Project TP3: Microbial diversity, metagenomics and ecosystem monitoring at the long term ecological research station Helgoland

Responsible: Rudolf Amann and Bernhard Fuchs, MPI, and Gunnar Gerdts, AWI


This part of the project examines the diversity and function of marine bacterioplankton in a world of global climate change. By coupling the diversity to the metabolic potential the adaptation of marine bacteria to a changing environment will be explored.


Double FISH staining


Double FISH staining: DAPI in blue – all  stained cells, FISH in green – all bacteria


First, a weekly sampling strategy will serve as a sample reservoir to monitor changes in diversity of the microbial community by fingerprinting and 16S rRNA gene clone libraries. The daily physical and chemical parameters provided by the “Biologische Anstalt Helgoland” BAH will set the stage upon the microbiological processes will be studied. The comparison of microbial diversity and composition with counts of the zooplankton and phytoplankton possible interactions of the different trophic levels within the microbial food chains will give insights into the complexity but also functionality of the biological processes present. At well defined time points several hundred liters of seawater samples will be fractionated by filtration into different cut-off sizes to specifically target large phytoplankton cells, picoplankton cells, but also ultra small virioplankton particles. Our part of the project will focus on the construction of metagenome libaries from the picoplankton fraction to explore the metabolic potential of the microbial community at well characterized time points. The results will be compared to the outcome of the other project partners from metaproteomic s and metatranscriptomics. 


Bacterial cells


Bacterial cells on the macroalga Ulva spec. leaf surface


The multivariate dataset gained in this part of the project comprising physical and chemical parameters, zoo- and phytoplankton and microbial diversity and composition serves as the backbone for interpreting the data of the entire project. 

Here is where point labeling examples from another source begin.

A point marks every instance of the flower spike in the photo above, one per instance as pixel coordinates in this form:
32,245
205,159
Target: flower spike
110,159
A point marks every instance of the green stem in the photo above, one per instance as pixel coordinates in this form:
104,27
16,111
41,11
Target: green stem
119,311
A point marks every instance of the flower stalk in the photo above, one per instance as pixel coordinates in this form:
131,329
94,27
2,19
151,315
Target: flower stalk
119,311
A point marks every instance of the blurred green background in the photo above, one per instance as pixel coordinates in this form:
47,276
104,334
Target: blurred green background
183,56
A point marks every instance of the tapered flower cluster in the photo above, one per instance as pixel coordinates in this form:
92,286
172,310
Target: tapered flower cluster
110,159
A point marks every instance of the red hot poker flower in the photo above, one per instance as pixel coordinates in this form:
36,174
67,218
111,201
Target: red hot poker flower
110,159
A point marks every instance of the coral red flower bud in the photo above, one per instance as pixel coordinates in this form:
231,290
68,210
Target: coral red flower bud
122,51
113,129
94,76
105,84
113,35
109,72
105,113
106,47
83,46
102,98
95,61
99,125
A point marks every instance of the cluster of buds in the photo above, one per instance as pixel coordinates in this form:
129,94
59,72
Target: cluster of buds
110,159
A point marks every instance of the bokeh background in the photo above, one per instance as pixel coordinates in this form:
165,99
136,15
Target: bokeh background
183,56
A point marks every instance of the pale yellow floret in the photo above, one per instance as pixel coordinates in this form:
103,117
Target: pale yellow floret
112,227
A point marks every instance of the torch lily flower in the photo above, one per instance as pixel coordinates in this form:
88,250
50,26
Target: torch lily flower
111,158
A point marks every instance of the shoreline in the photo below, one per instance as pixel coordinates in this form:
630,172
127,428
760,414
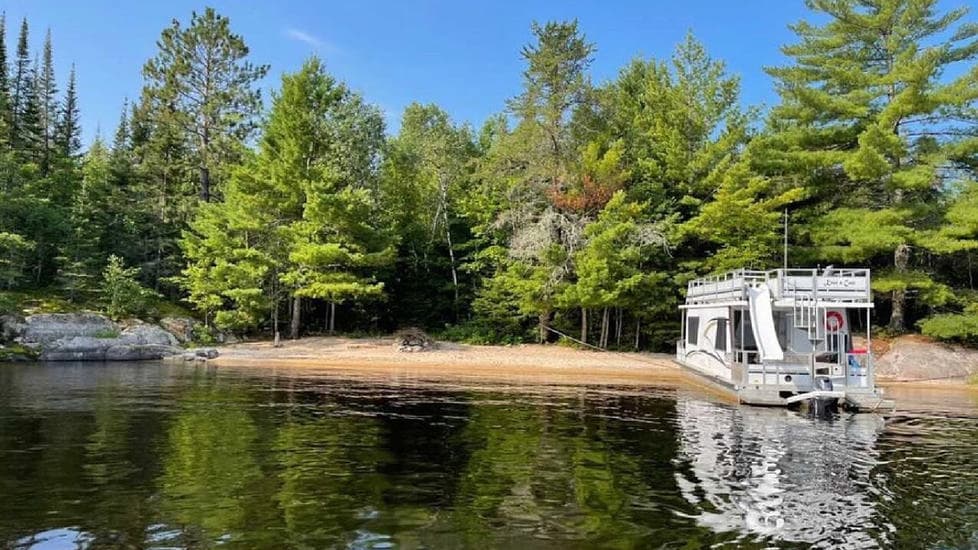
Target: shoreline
538,364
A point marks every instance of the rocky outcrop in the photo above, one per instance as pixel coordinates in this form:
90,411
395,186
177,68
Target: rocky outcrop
413,340
92,337
916,358
50,327
181,327
198,354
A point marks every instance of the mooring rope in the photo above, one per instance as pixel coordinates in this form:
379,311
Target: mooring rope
633,355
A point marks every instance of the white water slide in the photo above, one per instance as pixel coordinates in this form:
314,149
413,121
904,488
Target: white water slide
762,323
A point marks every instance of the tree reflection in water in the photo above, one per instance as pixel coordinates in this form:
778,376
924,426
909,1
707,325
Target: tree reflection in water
147,455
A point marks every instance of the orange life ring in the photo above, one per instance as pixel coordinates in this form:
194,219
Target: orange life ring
834,321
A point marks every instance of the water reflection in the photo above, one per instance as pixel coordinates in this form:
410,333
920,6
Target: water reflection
780,475
153,456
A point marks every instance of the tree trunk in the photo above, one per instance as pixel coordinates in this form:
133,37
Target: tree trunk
604,329
544,324
584,325
296,317
901,260
451,256
618,329
638,327
205,184
275,322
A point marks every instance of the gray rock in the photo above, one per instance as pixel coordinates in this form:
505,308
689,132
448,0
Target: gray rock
206,353
49,327
149,335
914,358
11,326
89,337
140,352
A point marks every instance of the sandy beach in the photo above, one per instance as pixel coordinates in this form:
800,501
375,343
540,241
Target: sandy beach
520,365
539,364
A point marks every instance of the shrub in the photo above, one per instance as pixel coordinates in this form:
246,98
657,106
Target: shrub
953,327
121,292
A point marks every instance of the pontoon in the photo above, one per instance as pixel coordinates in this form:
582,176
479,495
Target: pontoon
783,336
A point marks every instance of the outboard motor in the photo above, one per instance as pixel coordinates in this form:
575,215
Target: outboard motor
823,406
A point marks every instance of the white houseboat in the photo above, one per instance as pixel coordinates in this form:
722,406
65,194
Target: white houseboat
783,336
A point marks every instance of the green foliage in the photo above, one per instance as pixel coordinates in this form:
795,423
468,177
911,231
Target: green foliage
580,205
868,123
201,85
297,219
121,293
954,327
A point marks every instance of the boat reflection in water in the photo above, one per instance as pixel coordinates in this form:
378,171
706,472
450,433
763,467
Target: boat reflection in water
779,474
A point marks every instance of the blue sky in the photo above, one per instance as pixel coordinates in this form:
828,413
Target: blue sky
464,56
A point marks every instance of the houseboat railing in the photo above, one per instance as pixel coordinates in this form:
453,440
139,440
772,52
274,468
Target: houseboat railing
830,284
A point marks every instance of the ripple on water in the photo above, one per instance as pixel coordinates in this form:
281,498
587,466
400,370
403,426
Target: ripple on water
160,457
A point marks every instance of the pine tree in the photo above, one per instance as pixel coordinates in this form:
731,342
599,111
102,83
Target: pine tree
30,139
863,125
298,217
67,133
47,104
202,82
6,108
22,86
536,162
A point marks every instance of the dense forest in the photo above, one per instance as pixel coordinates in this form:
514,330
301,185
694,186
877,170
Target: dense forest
582,208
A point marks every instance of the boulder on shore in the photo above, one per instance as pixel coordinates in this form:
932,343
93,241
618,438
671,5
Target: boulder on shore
93,337
916,358
413,340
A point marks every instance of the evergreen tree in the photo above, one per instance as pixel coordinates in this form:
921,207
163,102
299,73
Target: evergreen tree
536,162
47,104
299,217
863,125
22,86
6,108
67,132
201,82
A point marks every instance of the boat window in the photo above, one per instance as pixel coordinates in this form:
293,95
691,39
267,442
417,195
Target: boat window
743,333
721,339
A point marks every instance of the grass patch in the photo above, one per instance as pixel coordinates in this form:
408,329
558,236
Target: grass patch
17,352
107,333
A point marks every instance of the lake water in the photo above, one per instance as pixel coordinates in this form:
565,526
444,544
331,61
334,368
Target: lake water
156,456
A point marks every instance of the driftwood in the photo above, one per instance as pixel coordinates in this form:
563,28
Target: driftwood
413,339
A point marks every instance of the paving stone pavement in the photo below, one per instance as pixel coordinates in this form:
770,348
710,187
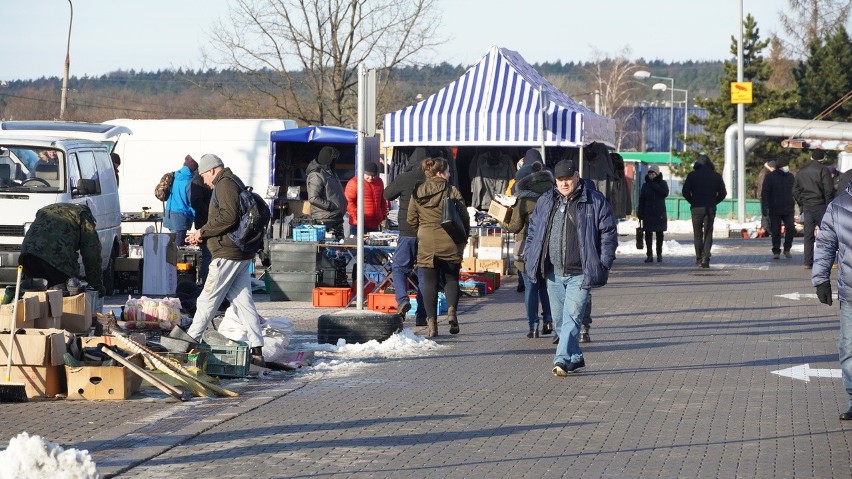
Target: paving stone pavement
678,383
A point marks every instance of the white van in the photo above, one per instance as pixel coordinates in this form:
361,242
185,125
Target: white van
39,170
159,146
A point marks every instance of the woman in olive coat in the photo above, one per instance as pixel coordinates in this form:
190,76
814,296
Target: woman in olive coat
652,210
437,254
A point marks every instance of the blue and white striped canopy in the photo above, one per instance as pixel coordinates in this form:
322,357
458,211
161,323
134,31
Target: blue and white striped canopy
498,102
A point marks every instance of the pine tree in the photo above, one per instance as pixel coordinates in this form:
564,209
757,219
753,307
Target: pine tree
721,113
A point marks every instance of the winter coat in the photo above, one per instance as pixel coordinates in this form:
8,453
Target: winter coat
403,186
528,189
813,188
325,193
490,172
596,232
652,204
776,198
375,206
424,215
179,212
58,232
222,217
703,187
834,241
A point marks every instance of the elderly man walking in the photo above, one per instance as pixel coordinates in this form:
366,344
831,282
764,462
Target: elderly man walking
570,245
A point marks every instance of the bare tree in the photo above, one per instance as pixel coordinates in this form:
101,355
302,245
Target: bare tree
301,56
809,20
613,78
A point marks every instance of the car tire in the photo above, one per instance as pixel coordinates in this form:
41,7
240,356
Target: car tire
357,326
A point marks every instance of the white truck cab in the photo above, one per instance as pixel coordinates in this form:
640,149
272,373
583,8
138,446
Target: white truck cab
38,169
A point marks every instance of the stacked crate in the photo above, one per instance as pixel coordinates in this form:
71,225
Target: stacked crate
292,274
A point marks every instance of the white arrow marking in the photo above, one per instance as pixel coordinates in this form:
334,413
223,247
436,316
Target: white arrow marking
805,372
797,296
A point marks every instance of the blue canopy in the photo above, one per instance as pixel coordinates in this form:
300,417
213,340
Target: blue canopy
500,101
324,134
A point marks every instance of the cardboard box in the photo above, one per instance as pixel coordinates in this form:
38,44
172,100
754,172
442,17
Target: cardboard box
77,313
40,381
127,264
469,264
500,212
93,381
34,347
494,265
50,302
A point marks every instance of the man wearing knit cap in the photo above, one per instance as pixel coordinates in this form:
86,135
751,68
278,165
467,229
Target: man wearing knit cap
325,193
813,191
178,214
569,224
229,270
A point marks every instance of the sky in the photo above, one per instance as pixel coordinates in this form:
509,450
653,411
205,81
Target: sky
162,34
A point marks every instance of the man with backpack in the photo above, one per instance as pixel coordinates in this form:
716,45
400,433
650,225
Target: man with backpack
178,213
232,256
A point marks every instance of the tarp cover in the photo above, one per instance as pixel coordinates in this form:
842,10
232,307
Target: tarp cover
308,134
497,102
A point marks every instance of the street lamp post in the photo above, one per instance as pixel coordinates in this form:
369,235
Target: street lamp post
645,74
67,65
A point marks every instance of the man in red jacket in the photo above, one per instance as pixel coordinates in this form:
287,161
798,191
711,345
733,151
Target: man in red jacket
375,206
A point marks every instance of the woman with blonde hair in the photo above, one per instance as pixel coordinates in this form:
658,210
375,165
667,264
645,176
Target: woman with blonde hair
437,253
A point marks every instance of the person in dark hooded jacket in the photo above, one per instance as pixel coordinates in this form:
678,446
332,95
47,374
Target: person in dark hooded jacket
652,211
703,189
776,202
406,248
325,193
531,183
437,253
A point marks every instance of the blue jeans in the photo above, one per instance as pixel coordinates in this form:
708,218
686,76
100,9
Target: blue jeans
568,303
403,264
535,294
844,347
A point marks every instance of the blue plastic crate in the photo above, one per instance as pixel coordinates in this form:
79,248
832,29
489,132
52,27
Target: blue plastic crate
311,233
442,305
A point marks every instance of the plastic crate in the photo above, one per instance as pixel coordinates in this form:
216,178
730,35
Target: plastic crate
382,302
332,297
228,361
311,233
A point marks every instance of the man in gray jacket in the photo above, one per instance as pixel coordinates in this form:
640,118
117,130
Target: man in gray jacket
325,193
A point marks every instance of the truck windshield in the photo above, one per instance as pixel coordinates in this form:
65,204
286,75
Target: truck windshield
30,169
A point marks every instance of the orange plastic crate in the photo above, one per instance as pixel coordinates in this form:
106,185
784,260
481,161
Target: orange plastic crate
382,302
332,297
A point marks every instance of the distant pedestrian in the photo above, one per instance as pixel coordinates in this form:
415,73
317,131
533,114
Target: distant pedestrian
703,189
652,211
179,212
571,242
437,253
531,183
375,206
229,276
813,191
777,203
834,242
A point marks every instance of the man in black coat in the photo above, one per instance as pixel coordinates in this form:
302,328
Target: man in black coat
703,189
813,191
406,249
776,202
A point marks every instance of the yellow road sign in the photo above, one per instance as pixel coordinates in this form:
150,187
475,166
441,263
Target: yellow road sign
741,92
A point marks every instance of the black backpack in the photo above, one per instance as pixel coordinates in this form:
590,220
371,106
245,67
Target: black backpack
254,218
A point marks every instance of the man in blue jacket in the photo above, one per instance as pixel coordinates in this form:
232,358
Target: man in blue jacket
833,242
571,242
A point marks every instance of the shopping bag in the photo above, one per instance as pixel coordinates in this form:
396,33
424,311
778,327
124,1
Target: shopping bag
640,237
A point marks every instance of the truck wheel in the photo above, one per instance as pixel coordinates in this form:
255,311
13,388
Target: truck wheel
357,326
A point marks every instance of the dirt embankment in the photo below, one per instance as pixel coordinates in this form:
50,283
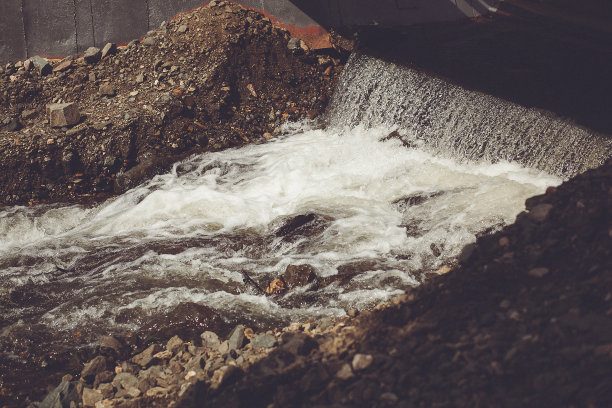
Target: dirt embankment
218,77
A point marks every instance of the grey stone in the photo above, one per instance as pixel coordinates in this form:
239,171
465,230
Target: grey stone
101,125
92,55
63,65
145,358
28,114
42,65
175,344
125,381
345,372
92,368
362,361
538,272
110,343
62,396
263,341
299,275
107,89
294,44
63,114
109,49
90,397
149,41
210,340
298,343
12,125
540,212
237,339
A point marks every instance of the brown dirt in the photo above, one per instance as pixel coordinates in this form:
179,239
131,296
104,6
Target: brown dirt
230,79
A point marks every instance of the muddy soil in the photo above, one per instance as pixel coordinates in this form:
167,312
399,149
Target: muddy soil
218,77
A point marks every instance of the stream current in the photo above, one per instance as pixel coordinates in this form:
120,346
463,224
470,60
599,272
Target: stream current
345,198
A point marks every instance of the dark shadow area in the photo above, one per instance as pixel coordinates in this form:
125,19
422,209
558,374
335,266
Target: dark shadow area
531,59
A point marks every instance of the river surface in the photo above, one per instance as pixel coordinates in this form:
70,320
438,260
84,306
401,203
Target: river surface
386,212
406,170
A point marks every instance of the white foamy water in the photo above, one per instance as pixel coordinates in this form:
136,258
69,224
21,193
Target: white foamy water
188,235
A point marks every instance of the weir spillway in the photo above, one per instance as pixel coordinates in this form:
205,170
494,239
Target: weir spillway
404,172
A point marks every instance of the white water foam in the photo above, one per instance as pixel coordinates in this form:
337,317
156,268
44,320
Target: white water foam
186,236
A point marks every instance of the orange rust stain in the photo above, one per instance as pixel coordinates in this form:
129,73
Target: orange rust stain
315,36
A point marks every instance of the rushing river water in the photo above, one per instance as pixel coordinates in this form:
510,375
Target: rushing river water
347,199
388,211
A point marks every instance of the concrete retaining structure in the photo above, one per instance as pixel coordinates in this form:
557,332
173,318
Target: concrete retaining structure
64,27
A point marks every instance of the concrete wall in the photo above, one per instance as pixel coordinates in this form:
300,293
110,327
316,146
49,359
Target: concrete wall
64,27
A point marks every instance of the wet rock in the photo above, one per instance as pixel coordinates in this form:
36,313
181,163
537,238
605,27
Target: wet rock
92,55
108,50
187,320
107,89
157,392
93,367
62,396
149,41
75,130
210,340
345,372
298,343
63,65
147,168
145,358
540,212
12,125
294,45
538,272
101,125
175,344
226,375
63,114
237,339
435,250
28,114
361,361
111,346
42,65
90,397
125,381
263,341
299,275
163,355
103,377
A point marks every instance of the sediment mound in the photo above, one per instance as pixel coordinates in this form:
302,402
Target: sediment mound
523,321
218,77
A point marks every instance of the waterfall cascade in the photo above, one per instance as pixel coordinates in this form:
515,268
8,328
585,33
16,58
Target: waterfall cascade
461,123
348,200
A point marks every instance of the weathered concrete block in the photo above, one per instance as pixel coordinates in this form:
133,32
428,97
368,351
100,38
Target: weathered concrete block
63,114
92,55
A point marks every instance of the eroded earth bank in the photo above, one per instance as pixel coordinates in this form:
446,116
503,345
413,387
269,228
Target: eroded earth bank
523,317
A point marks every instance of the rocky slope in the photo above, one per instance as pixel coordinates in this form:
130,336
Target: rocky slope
218,77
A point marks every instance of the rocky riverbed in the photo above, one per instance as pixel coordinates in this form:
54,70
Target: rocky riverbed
218,77
525,320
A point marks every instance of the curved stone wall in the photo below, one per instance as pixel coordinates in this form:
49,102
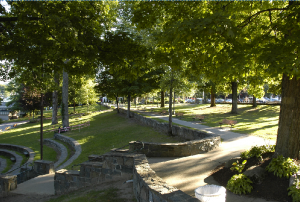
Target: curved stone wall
73,143
147,186
197,142
175,149
60,149
21,149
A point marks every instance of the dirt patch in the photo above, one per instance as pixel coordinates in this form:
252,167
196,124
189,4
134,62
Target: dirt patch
272,187
125,193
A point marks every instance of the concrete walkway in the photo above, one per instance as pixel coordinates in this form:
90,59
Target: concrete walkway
41,185
190,172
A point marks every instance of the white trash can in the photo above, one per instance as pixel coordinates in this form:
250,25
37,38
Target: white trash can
211,193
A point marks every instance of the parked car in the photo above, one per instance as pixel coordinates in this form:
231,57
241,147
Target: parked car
219,100
228,101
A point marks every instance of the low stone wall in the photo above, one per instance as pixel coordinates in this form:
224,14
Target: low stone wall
60,149
73,143
183,133
175,149
147,186
21,149
197,142
7,184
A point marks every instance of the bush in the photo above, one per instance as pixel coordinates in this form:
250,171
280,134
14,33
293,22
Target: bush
238,166
239,184
282,166
294,191
257,151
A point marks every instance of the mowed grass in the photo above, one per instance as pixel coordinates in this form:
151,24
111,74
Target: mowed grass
107,130
110,194
111,130
261,121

A valuable output will be the well characterized biomass archive which allows e.g. future follow up analyses and will provide sufficient material for the other project partners involved like meta-proteomics and meta-transcriptomics.

Several strains isolated from the “Helgoland Reede” station are available, which could serve as model organisms for developing and testing new and refined methods for analyzing the transcriptome and proteome of e.g. Gramella forsetii KT0803 and Congregibacter litoralis KT71.